Dünyanın incisi İstanbul'da yaşamak...
14/10/2024 Pazartesi Köşe yazarı R.A
Seyyid Abdülhakîm Arvasî (rahmetullahi aleyh) buyurdu ki: “İstanbul’un
kulübesi, Anadolu'nun köşkünden evlâdır...”
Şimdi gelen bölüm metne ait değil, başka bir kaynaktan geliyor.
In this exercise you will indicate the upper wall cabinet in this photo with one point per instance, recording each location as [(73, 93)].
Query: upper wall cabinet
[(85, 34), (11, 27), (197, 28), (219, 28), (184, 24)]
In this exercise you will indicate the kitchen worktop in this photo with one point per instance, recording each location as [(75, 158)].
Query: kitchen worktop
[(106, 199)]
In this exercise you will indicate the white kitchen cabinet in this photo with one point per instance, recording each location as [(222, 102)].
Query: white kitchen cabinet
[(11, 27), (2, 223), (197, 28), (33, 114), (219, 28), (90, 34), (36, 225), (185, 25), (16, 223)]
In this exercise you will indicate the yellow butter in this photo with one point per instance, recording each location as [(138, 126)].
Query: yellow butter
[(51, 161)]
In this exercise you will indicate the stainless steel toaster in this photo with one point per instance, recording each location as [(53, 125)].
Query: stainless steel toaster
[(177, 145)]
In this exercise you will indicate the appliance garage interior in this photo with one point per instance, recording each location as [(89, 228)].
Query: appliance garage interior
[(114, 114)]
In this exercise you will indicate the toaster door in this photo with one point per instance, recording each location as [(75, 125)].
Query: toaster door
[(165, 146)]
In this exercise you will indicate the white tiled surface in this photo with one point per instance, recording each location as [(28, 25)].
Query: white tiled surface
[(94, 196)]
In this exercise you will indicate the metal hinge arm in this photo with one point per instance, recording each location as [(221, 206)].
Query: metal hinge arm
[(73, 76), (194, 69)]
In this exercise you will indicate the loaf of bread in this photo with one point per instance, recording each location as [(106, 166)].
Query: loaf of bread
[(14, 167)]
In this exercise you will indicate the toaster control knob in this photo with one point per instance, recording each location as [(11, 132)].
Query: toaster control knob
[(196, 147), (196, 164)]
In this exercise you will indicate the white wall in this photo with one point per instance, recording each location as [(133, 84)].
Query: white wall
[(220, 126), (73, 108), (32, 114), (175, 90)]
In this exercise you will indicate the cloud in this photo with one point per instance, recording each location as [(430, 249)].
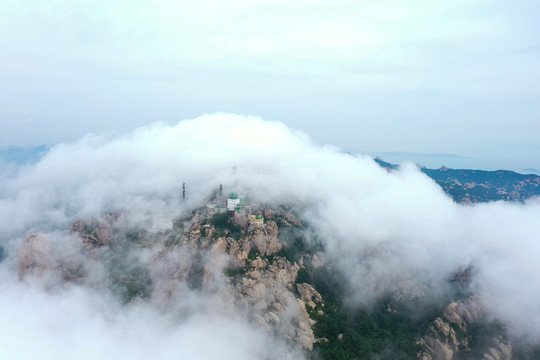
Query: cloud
[(388, 229)]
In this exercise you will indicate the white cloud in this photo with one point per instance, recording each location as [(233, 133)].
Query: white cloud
[(385, 228)]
Malûm olduğu üzere, İstanbul hakkında, onlarca-yüzlerce kasîde,
gazel, şiir, şarkı, türkü söylenmiş; kitap ve makâle yazılmış; pekçok
araştırma yapılmıştır.
Meşhûr Osmânlı şâirlerinden “Şâir Nedîm” demiştir
ki: “Bu şehr-i Stanbûl ki/bî-misl ü behâdır;/Bir sengine yekpâre/Acem
mülkü fedadır.”
Dârul-fünûn müderrislerinden Seyyid Abdülhakîm
Efendi (rahmetullahi aleyh):
“İstanbul’un kulübesi, Anadolu'nun köşkünden evlâdır”
demektedir.
Onun talebesi merhûm Sultânüş-şuarâ Necip
Fâzıl Kısakürek de: “Güleni şöyle dursun, ağlayanı bahtiyâr” demiştir.
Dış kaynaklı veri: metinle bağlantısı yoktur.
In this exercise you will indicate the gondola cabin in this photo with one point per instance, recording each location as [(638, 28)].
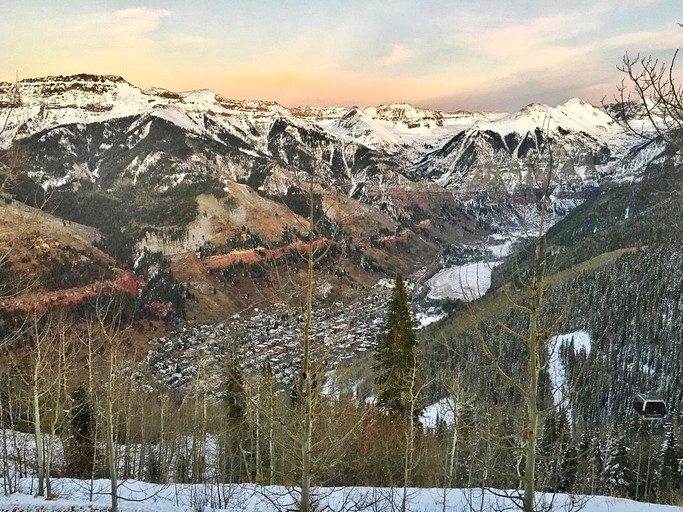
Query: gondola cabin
[(649, 406)]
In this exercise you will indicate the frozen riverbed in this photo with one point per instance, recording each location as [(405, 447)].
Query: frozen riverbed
[(466, 282)]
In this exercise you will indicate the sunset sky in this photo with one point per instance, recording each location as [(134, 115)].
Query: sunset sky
[(449, 55)]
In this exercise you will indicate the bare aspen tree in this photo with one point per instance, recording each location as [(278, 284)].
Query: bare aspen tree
[(650, 90), (534, 339)]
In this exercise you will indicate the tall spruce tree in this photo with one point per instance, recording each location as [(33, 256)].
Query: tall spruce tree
[(397, 360)]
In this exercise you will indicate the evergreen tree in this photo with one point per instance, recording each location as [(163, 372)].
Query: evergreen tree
[(617, 472), (557, 455), (668, 475), (80, 446), (397, 361)]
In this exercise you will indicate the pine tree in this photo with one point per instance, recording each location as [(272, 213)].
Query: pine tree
[(557, 455), (618, 472), (397, 360), (668, 475), (80, 446)]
Türkmenlerin de bir atasözleri var:
“İstabul’u görmegen, âleme gelmegen” [İstanbul’u
görmeyen, dünyâya gelmemiş sayılır] diyorlar.
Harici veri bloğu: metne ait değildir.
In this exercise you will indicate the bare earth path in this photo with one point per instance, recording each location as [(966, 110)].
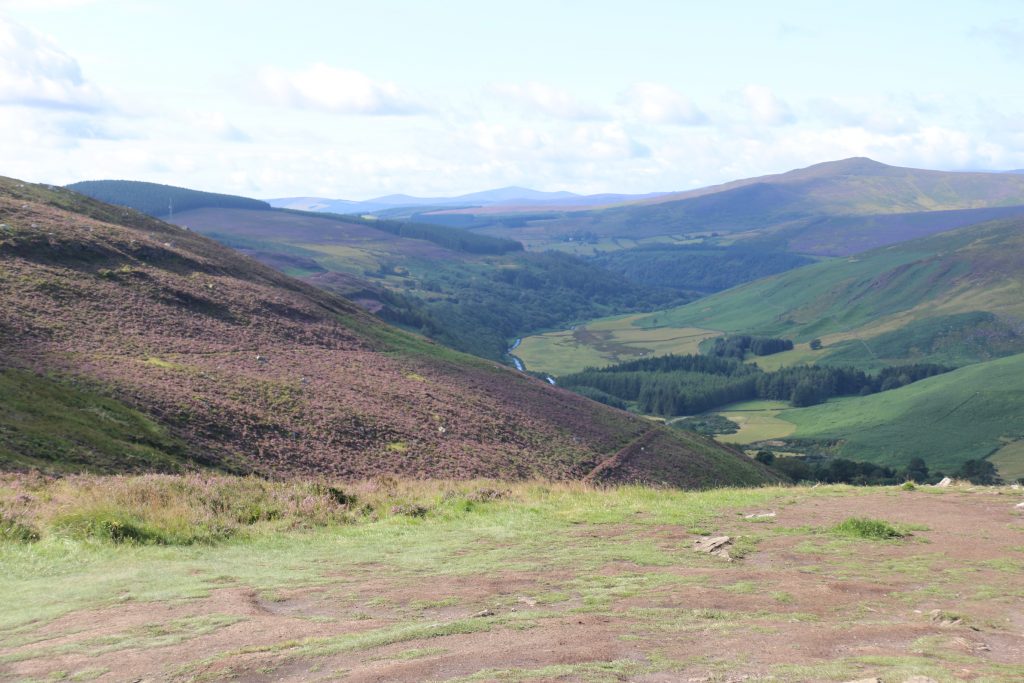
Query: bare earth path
[(624, 598)]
Bilindiği üzere, İstanbul’un hemen her köşesi, târihî
ve turistik özelliklere sâhiptir. Hepsini saymak, âdetâ mümkün
değildir... Türkiye gazetesi ile promosyon olarak verilen “İstanbul
Evliyâları” isimli 2 cildlik eserde [478 + 478 sayfa] (77 + 107 = 184
biyografi) var; orada İstanbul’da yatan pekçok Sahâbe, Ulemâ ve Evliyâ
türbesi zikredilmiştir.
Peygamber Efendimiz, İstanbul’u fethedecek kumandânı
ve orduyu, asırlar öncesinden müjdelemiştir. Bu müjdeye lâyık
olabilmek için, milyonlarca Müslümân, İstanbul yollarına düşmüştür. [İstanbul’un
fethini müjdeleyen hadîs-i şerîf hakkında, M. Ü. İlâhiyat
Fakültesinden emekli bir hadîs profesörü arkadaşımız, Ahmed İbn-i Hanbel
hazretlerinin “Müsned”i, Ebû Abdillah el-Hâkim
en-Neysâbûrî’nin “el-Müstedrek ale’s-Sahîhayn”i, İmâm
Buhârî’nin “et-Târîh”i başta olmak üzere, 19 kaynak zikretmiştir.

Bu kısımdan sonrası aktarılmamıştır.